The answer to this question is evident when you practice reading the MT correctly with all of the readers marks, or at least listen carefully to a reader who knows how to vocalize correctly. I have been blessed to dwell amongst the returnees of Habban who faithfully preserved such Hebrew reading skills.
There is no text-critical problem in the use of שדי מואב and שדה מואב in the MT of Ruth. The difference in spelling reflects the requirements of the vocalization.
The argument for a textual problem arising either from scribal error or from elision source material is difficult to make considering the number of times this distinction occurs in Ruth, and in particular that it occurs together in a single verse, 1:6.

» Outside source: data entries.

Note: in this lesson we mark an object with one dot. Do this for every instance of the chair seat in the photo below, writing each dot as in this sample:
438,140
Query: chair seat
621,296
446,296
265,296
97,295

In both usages in Ruth, שדי מואב and שדה מואב the form is singular, not plural. The plural form would be שדות מואב as in Nehemiah 12:29 (MT):
ומבית הגלגל ומשדות גבע
and other verses. Although both שדי and שדה in construct form (סמיכות) are singular in meaning in Hebrew (both OT and modern), in western languages they need to be translated as plural in order to avoid an implied definite article, "[the] field of Moav" in western languages, which would leave the reader asking, which particular field the verse intends.
The usage שדי in meaning "field of" in compound form (סמיכות) is common in the MT:
- Isaiah 32:12 - על שדי חמד על גפן פריה
- II Samuel 1:21 - הרי גלבוע ... ושדי תרומות
- Psalms 132:6 - מצאנוה בשדי יער
- II Chronicles 31:19 - בשדי מגרש עריהם
- Proverbs 23:10 - ובשדי יתומים אל תבא
- Nehemiah 12:44 - לכנוס בהם לשדי הערים
In Ruth, as in most other instances, שדי in compound form is a contraction of שדה. When the position of the compound in the verse requires contraction, the vocalization of the consonant ה is dropped and only it's vowel (תנועה), represented by י, remains. The letter י is used here not as a consonant but as a reading aid (אם קריאה). It's like a really short ה.
In particular:
Ruth 1:1 - בשדי מואב is vocalized with a shofar holech under the ד, a dependent intonation that leads to the following intonation, a zakef katon over over the א of מואב. This is followed by a dependent clause. In this situation, the zakef katon is shortened ("קצרה") and the intonation is falling, like a shortened atnahtah. שדה must then be contracted to שדי to allow the emphasis to be on מואב.
Ruth 1:2 - ויבאו שדי מואב has a contraction mark between שדי and מואב in the printed editions that include the vocalization. (The contraction mark is not required in Ruth 1:1 because of the ב preceding שדי. That additional letter is a hint in itself that a contracted vocalization is called for.) The vocalization under the א of מואב is tifha, a falling tone similar to a shortened atnahtah. The compound form is at the end of a clause, before "and they resided there".
Ruth 1:6 - משדי מואב is at the end of a clause marked with an atnahtah under מואב and followed by an independent clause. This is equivalent to being at the end of a verse, so שדה must be contracted to שדי and the vocalization of מואב drawn out, as it would be if it were at the end of a verse.
בשדה מואב is at the beginning of the second, independent, clause of the verse and is vocalized with shofar holech under the ד and a zakef katon over the א. This is a long, rising tone (מלך) that indicates that the entire compound should be pronounced slowly. So there is time to fully vocalize the ה.
Ruth 1:22 - משדי מואב is again at the end of a clause marked by an atnahtah and followed by an independent clause, so שדה is contracted to שדי to allow מואב to be drawn out.
Ruth 4:3 - משדה is marked with a maarachah, literally an "expander", under the ד. This is a rising tone before the end of the verse that indicates that the vocalization should be drawn out, so there is time for a fully vocalized ה.